In the course of an OIC financial examination of the insurer pursuant to chapter 48.03 RCW, an OIC actuary concluded that the insurer’s reserves were inadequate. The OIC required the insurer to increase its reserves, which reduced the insurer’s capital and surplus below the statutory minimum. The OIC required the insurer to cure this deficiency, as well as to file a risk-based capital (RBC) plan pursuant to chapter 48.05 RCW.
The insurer requested a hearing to contest the reserve adjustments and sought discovery of the OIC actuary’s work papers. The OIC refused to produce them, citing a privilege in RCW 48.02.065(6) that protects work papers and other materials “produced by, obtained by, or disclosed to the commissioner” from disclosure “unless cited by the commissioner in connection with an agency action.” The insurer unsuccessfully argued that this privilege was not meant to shield materials from an insurer in a contested hearing, that the OIC “cited” its actuary’s work papers in connection with an agency action, and that due process required disclosure. The OIC hearing officer ruled against the insurer and affirmed the reserve adjustments after a hearing on the merits.

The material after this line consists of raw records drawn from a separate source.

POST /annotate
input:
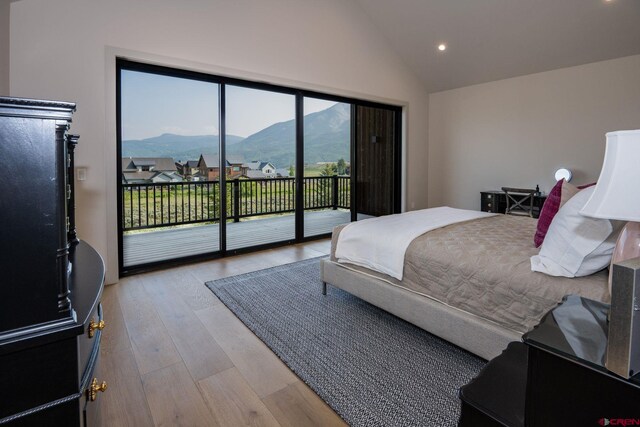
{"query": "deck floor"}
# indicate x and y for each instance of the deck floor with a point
(162, 245)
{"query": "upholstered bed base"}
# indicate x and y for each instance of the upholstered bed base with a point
(470, 332)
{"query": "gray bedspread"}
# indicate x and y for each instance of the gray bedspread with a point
(482, 267)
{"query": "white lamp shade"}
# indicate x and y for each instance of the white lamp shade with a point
(617, 193)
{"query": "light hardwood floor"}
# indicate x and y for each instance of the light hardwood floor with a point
(174, 355)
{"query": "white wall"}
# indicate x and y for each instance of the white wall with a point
(4, 47)
(517, 132)
(65, 50)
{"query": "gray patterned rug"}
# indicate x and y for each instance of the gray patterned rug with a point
(371, 367)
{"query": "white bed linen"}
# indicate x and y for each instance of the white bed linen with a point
(380, 243)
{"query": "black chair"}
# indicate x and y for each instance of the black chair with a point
(519, 201)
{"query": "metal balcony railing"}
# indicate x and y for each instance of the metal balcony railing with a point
(162, 205)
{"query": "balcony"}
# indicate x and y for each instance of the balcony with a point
(173, 220)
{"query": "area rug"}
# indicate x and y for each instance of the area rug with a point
(372, 368)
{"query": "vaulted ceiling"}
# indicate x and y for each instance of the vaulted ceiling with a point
(495, 39)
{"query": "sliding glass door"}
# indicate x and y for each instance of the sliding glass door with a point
(260, 154)
(169, 204)
(327, 165)
(210, 166)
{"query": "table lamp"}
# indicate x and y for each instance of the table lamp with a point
(617, 196)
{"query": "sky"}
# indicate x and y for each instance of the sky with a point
(154, 104)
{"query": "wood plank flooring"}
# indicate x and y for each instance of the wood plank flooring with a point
(174, 355)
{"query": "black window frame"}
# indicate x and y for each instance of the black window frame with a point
(123, 64)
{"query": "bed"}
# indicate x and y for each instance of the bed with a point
(469, 283)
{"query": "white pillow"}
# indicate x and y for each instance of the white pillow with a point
(576, 245)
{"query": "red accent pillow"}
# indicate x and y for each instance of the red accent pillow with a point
(549, 210)
(552, 205)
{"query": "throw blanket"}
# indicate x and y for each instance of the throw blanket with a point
(380, 243)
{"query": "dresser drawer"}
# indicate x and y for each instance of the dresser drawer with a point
(91, 408)
(87, 341)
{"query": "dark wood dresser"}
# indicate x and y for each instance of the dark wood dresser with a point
(51, 283)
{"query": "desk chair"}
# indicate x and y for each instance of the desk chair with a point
(519, 201)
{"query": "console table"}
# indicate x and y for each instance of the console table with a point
(556, 377)
(496, 201)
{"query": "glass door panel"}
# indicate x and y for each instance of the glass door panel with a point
(260, 157)
(169, 205)
(327, 165)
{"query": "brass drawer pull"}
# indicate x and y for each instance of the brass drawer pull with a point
(94, 388)
(93, 326)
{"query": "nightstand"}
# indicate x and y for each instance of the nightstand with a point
(496, 201)
(562, 380)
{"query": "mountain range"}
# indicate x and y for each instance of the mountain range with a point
(326, 137)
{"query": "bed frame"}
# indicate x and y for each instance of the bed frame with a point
(477, 335)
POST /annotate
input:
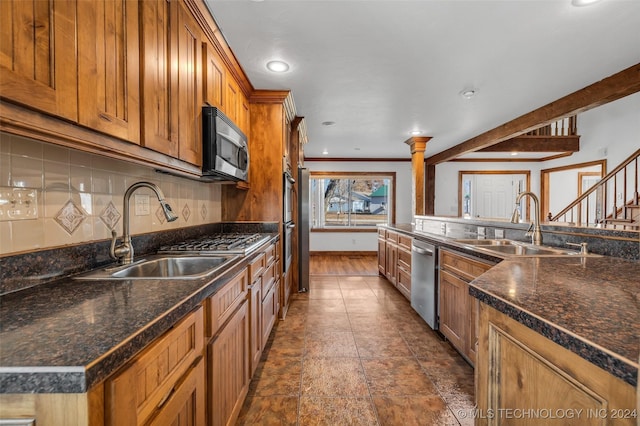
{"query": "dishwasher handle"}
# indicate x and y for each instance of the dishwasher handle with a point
(422, 251)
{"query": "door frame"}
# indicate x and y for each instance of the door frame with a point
(527, 174)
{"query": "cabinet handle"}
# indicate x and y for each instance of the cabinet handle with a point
(423, 251)
(105, 117)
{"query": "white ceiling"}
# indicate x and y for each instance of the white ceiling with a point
(380, 69)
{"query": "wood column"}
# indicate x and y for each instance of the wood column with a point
(418, 144)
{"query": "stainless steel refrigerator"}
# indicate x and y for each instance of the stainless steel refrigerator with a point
(303, 229)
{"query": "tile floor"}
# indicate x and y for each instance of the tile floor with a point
(353, 352)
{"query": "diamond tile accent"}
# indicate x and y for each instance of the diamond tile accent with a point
(186, 212)
(70, 217)
(110, 216)
(160, 215)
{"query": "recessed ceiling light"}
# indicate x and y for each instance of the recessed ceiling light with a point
(580, 3)
(468, 93)
(277, 66)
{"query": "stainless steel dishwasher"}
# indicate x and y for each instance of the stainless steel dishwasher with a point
(424, 287)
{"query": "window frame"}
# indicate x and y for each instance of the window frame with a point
(356, 175)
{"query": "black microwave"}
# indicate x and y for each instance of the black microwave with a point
(225, 152)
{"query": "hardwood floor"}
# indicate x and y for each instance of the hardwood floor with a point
(351, 351)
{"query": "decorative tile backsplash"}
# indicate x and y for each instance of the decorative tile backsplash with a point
(80, 196)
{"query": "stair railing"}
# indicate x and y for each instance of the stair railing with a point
(609, 198)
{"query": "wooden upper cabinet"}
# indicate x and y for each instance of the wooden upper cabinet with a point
(157, 76)
(214, 84)
(38, 56)
(172, 80)
(108, 63)
(189, 90)
(232, 98)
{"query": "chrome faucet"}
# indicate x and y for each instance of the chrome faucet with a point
(534, 230)
(124, 251)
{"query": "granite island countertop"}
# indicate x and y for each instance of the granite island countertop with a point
(68, 335)
(588, 305)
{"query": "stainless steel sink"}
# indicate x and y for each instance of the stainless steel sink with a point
(486, 242)
(163, 268)
(516, 248)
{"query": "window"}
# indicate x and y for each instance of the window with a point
(353, 201)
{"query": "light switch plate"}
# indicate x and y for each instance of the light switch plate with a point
(18, 204)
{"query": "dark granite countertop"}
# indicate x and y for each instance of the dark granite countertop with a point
(66, 336)
(588, 305)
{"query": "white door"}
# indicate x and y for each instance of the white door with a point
(494, 195)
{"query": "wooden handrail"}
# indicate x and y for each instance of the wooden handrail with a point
(602, 182)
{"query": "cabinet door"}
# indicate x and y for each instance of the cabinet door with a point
(269, 312)
(229, 369)
(392, 263)
(159, 74)
(232, 98)
(214, 83)
(186, 406)
(189, 87)
(133, 395)
(108, 61)
(453, 309)
(38, 64)
(255, 324)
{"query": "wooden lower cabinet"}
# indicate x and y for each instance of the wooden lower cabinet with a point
(270, 308)
(255, 324)
(519, 369)
(458, 317)
(454, 310)
(382, 256)
(148, 386)
(186, 406)
(228, 374)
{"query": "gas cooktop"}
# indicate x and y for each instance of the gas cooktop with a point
(218, 244)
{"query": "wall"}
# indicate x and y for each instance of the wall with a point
(611, 131)
(80, 196)
(363, 241)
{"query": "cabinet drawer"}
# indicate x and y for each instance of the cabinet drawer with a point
(464, 267)
(269, 278)
(222, 304)
(404, 260)
(270, 254)
(405, 241)
(134, 393)
(256, 267)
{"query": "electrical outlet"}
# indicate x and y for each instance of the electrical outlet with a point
(18, 204)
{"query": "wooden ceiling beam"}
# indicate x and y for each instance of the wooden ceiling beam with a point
(536, 144)
(604, 91)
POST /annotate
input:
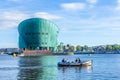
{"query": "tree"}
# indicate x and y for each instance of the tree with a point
(78, 48)
(71, 48)
(109, 47)
(59, 47)
(116, 47)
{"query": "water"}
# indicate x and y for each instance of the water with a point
(105, 67)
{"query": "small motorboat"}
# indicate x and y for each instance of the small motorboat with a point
(83, 63)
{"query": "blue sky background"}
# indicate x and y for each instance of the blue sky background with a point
(81, 22)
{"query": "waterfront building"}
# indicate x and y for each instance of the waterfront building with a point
(38, 34)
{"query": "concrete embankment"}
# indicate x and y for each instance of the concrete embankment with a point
(41, 52)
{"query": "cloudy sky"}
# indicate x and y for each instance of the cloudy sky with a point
(83, 22)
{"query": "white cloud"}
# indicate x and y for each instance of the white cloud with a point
(118, 5)
(92, 1)
(46, 15)
(73, 6)
(14, 0)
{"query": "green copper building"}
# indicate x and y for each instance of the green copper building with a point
(38, 34)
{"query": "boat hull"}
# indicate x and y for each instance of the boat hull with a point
(84, 63)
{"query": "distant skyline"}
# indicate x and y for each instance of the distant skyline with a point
(81, 22)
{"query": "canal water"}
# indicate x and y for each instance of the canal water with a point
(105, 67)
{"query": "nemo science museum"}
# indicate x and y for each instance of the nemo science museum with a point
(38, 34)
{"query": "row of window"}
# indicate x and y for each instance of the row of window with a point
(36, 33)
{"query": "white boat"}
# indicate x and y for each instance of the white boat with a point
(83, 63)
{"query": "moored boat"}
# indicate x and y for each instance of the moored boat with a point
(83, 63)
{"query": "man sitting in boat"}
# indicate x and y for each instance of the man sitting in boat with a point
(65, 60)
(78, 60)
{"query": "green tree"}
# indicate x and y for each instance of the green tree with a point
(78, 48)
(116, 47)
(59, 47)
(71, 48)
(109, 47)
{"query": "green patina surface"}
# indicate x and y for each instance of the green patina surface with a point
(38, 33)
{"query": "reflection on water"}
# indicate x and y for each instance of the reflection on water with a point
(45, 68)
(37, 68)
(75, 69)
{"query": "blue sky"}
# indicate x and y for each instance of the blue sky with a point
(81, 22)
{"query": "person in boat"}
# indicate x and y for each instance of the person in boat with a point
(63, 60)
(78, 60)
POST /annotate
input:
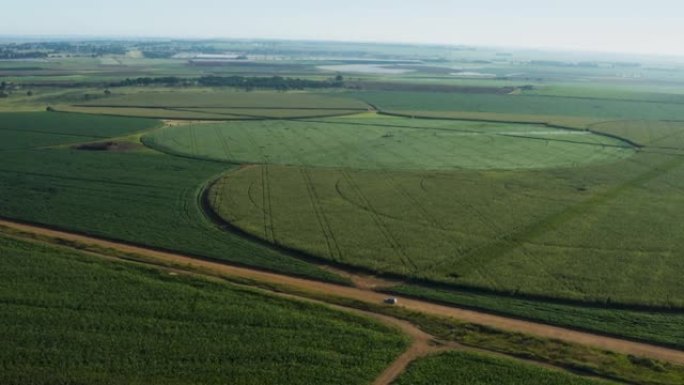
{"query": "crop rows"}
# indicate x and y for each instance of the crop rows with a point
(69, 318)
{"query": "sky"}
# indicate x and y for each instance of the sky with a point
(648, 27)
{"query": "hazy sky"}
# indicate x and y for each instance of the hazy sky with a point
(655, 26)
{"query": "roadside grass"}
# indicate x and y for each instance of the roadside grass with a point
(572, 357)
(576, 358)
(136, 197)
(660, 327)
(478, 369)
(71, 318)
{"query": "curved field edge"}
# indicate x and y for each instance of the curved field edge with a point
(660, 326)
(571, 356)
(471, 368)
(346, 216)
(136, 197)
(71, 317)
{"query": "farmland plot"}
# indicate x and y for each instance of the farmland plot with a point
(71, 318)
(390, 143)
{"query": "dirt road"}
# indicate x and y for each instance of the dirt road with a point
(510, 324)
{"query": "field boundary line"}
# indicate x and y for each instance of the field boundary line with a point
(366, 295)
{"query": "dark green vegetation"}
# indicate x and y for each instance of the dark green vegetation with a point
(573, 357)
(476, 369)
(391, 143)
(566, 227)
(604, 109)
(489, 230)
(139, 197)
(663, 327)
(25, 131)
(220, 105)
(71, 318)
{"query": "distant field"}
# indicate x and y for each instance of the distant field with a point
(70, 318)
(128, 196)
(605, 109)
(220, 105)
(214, 113)
(33, 130)
(474, 369)
(380, 142)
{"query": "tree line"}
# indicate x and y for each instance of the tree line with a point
(244, 82)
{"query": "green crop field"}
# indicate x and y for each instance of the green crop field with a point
(128, 196)
(378, 142)
(22, 131)
(219, 105)
(533, 185)
(68, 318)
(650, 325)
(605, 109)
(439, 226)
(475, 369)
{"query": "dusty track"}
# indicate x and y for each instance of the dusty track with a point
(510, 324)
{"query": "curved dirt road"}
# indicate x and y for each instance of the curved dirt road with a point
(366, 295)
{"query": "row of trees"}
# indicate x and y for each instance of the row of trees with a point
(248, 83)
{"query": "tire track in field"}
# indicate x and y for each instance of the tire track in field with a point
(423, 212)
(223, 142)
(323, 223)
(193, 141)
(483, 256)
(269, 229)
(386, 233)
(500, 235)
(364, 295)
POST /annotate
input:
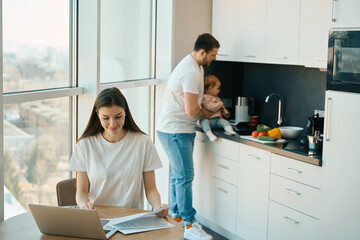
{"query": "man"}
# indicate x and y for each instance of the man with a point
(176, 129)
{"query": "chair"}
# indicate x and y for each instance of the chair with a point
(66, 192)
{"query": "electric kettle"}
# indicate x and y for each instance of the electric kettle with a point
(244, 109)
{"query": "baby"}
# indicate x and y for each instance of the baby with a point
(212, 103)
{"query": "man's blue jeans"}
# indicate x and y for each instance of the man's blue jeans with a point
(179, 149)
(216, 122)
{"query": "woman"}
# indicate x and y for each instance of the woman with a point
(113, 159)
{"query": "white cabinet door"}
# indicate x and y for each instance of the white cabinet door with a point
(286, 223)
(223, 204)
(340, 190)
(202, 167)
(252, 26)
(314, 31)
(225, 28)
(345, 13)
(253, 192)
(282, 31)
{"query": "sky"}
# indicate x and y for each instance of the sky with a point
(36, 23)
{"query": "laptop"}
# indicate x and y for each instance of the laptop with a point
(71, 222)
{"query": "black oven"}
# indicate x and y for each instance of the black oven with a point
(343, 69)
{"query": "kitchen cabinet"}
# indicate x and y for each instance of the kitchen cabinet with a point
(225, 28)
(202, 164)
(253, 192)
(252, 26)
(314, 31)
(340, 190)
(294, 199)
(285, 223)
(223, 192)
(282, 31)
(345, 14)
(272, 31)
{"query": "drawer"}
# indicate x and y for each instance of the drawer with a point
(226, 148)
(223, 204)
(253, 153)
(296, 170)
(225, 169)
(285, 223)
(298, 196)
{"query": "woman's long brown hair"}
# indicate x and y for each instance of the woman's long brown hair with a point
(108, 98)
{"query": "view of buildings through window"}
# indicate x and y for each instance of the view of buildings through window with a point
(36, 134)
(36, 56)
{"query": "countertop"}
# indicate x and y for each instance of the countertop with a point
(289, 148)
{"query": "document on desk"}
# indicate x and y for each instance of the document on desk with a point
(141, 222)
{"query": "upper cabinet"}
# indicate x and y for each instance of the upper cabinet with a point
(345, 13)
(282, 31)
(225, 28)
(314, 25)
(252, 29)
(272, 31)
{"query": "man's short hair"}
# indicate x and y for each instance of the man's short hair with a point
(207, 42)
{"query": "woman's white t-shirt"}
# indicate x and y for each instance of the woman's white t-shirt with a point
(115, 170)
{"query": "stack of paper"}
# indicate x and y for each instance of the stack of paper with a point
(140, 222)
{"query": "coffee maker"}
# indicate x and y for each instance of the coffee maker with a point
(244, 108)
(315, 123)
(315, 129)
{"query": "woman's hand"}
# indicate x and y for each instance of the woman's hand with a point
(86, 205)
(164, 212)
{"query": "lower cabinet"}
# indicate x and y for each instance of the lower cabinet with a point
(202, 166)
(253, 193)
(285, 223)
(223, 204)
(248, 193)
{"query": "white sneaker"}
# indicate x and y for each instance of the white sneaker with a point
(211, 136)
(230, 130)
(195, 232)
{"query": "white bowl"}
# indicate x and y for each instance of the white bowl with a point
(290, 132)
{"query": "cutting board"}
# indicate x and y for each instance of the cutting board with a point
(251, 138)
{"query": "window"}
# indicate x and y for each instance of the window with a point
(36, 152)
(41, 77)
(35, 44)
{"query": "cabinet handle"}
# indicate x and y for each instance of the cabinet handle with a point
(292, 191)
(291, 220)
(294, 170)
(327, 109)
(280, 57)
(333, 19)
(253, 156)
(321, 59)
(222, 190)
(222, 166)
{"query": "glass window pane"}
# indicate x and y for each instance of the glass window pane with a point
(125, 40)
(138, 100)
(36, 152)
(35, 44)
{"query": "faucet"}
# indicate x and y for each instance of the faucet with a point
(279, 109)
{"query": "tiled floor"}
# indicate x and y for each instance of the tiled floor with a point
(214, 234)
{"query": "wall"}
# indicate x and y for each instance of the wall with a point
(302, 89)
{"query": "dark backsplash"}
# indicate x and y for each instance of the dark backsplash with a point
(302, 89)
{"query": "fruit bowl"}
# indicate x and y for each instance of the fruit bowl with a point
(290, 132)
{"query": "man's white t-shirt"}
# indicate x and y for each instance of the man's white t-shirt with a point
(188, 77)
(115, 170)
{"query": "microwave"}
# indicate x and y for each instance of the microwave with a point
(343, 65)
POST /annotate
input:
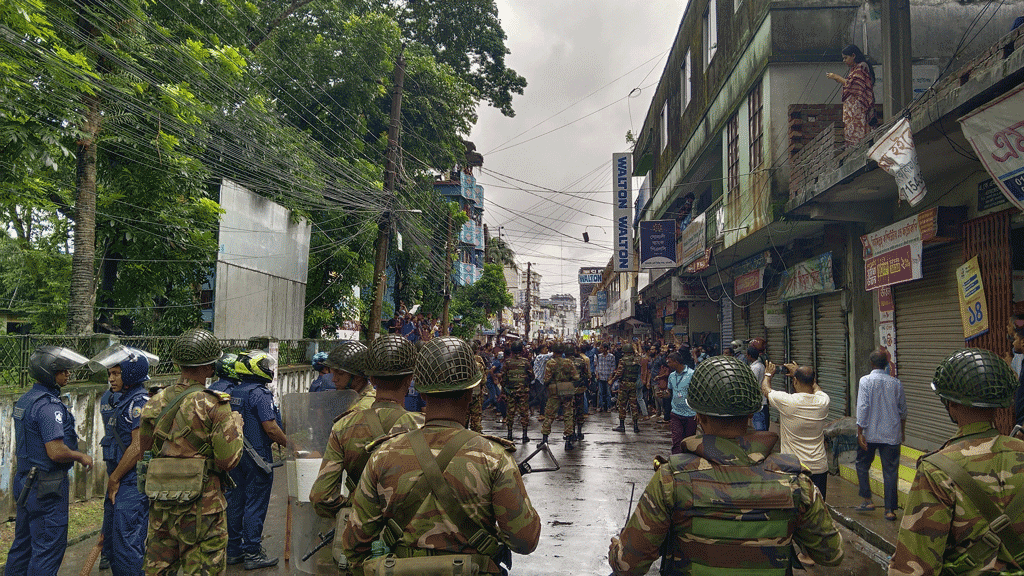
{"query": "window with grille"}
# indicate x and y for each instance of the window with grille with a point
(755, 109)
(732, 142)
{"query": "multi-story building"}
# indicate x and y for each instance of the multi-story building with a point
(743, 148)
(462, 188)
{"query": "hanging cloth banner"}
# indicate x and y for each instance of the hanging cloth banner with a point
(996, 133)
(896, 155)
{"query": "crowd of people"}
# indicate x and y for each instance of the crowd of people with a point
(190, 468)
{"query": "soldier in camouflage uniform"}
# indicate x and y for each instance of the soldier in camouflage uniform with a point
(389, 364)
(560, 376)
(964, 513)
(724, 504)
(627, 374)
(192, 537)
(419, 519)
(517, 373)
(583, 367)
(347, 364)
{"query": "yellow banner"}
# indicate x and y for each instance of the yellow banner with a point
(974, 310)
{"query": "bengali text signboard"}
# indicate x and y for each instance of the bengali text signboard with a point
(657, 244)
(996, 133)
(974, 309)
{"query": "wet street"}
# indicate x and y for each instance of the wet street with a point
(582, 505)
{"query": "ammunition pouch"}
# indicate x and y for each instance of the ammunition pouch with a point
(337, 550)
(441, 565)
(48, 484)
(176, 480)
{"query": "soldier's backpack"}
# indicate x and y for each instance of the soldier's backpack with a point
(433, 481)
(178, 480)
(999, 534)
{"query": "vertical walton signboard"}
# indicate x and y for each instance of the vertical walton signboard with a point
(622, 171)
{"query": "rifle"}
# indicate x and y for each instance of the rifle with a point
(325, 540)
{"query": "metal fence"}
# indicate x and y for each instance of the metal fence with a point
(15, 350)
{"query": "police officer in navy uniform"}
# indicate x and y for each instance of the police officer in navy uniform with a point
(248, 502)
(107, 404)
(46, 448)
(127, 370)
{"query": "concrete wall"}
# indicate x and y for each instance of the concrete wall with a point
(83, 400)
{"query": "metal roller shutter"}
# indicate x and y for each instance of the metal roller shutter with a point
(830, 350)
(802, 331)
(928, 329)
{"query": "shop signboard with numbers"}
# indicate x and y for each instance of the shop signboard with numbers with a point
(974, 310)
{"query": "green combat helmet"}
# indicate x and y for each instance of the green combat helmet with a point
(196, 347)
(349, 357)
(975, 377)
(390, 356)
(724, 386)
(445, 364)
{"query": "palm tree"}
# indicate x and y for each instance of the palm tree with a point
(499, 252)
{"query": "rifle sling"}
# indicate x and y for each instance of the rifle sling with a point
(999, 523)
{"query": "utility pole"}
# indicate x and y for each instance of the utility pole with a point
(448, 280)
(390, 175)
(526, 312)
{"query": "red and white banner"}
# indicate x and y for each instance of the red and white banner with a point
(996, 133)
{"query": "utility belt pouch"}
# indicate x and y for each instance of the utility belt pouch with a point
(177, 480)
(443, 565)
(339, 526)
(48, 484)
(565, 388)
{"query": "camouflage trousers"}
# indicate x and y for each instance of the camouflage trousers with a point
(581, 415)
(517, 400)
(182, 540)
(628, 395)
(476, 410)
(551, 412)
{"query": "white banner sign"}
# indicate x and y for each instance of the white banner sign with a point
(896, 155)
(996, 133)
(622, 212)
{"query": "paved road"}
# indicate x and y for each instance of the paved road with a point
(582, 505)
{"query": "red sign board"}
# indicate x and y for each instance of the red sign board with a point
(892, 268)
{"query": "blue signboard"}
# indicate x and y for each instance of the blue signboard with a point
(657, 244)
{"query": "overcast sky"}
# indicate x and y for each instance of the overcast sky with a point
(577, 57)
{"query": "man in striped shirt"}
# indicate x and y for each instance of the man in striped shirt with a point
(881, 425)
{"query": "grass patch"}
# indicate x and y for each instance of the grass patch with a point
(83, 518)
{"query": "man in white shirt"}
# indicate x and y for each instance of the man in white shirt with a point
(802, 418)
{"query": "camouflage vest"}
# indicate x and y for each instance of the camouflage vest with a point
(631, 369)
(515, 372)
(731, 506)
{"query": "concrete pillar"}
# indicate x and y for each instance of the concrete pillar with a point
(896, 55)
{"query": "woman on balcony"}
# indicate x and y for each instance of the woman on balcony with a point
(858, 94)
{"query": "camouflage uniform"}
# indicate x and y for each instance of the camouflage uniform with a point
(476, 405)
(725, 505)
(193, 537)
(627, 373)
(346, 451)
(941, 523)
(583, 367)
(517, 374)
(559, 370)
(482, 474)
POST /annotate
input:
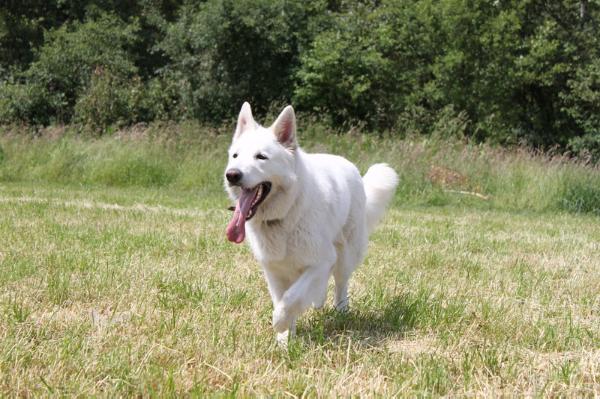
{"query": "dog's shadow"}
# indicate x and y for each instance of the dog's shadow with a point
(371, 321)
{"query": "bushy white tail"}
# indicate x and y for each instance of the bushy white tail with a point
(380, 183)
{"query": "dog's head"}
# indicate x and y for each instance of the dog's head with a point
(261, 169)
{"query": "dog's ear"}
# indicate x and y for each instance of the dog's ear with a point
(285, 128)
(245, 120)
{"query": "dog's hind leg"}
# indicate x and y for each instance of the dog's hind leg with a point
(350, 252)
(305, 291)
(341, 275)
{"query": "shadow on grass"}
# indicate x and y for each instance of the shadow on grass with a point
(371, 321)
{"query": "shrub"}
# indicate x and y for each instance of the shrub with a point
(67, 61)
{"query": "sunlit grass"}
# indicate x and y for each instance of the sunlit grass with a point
(135, 291)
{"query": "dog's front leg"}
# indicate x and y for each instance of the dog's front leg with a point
(305, 291)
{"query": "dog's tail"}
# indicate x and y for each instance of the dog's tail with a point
(380, 183)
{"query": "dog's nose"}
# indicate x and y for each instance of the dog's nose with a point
(233, 176)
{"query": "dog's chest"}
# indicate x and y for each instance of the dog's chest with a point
(273, 243)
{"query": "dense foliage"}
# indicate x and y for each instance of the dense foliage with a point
(508, 71)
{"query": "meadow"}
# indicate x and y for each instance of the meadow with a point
(116, 278)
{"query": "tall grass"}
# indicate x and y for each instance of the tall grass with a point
(187, 156)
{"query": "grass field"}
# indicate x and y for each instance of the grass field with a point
(131, 289)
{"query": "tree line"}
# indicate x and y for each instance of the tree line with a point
(507, 71)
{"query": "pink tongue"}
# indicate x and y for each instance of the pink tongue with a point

The insurer appealed to King County Superior Court, and Judge Richard D. Eadie reversed the hearing officer’s order. The court held that the hearing officer’s ruling that the OIC was not required to produce its actuary’s work papers was an erroneous application of RCW 48.02.065(6), that OIC actuary work papers are “cited by the commissioner in connection with an agency action” when the OIC relies on them in a contested hearing, and that the insurer was denied due process. The court further held that the hearing officer’s order was not supported by substantial evidence because the OIC actuary’s conclusions were inadmissible. The court held that the actuary’s conclusions lacked adequate foundation because they could not be understood without reference to his work papers.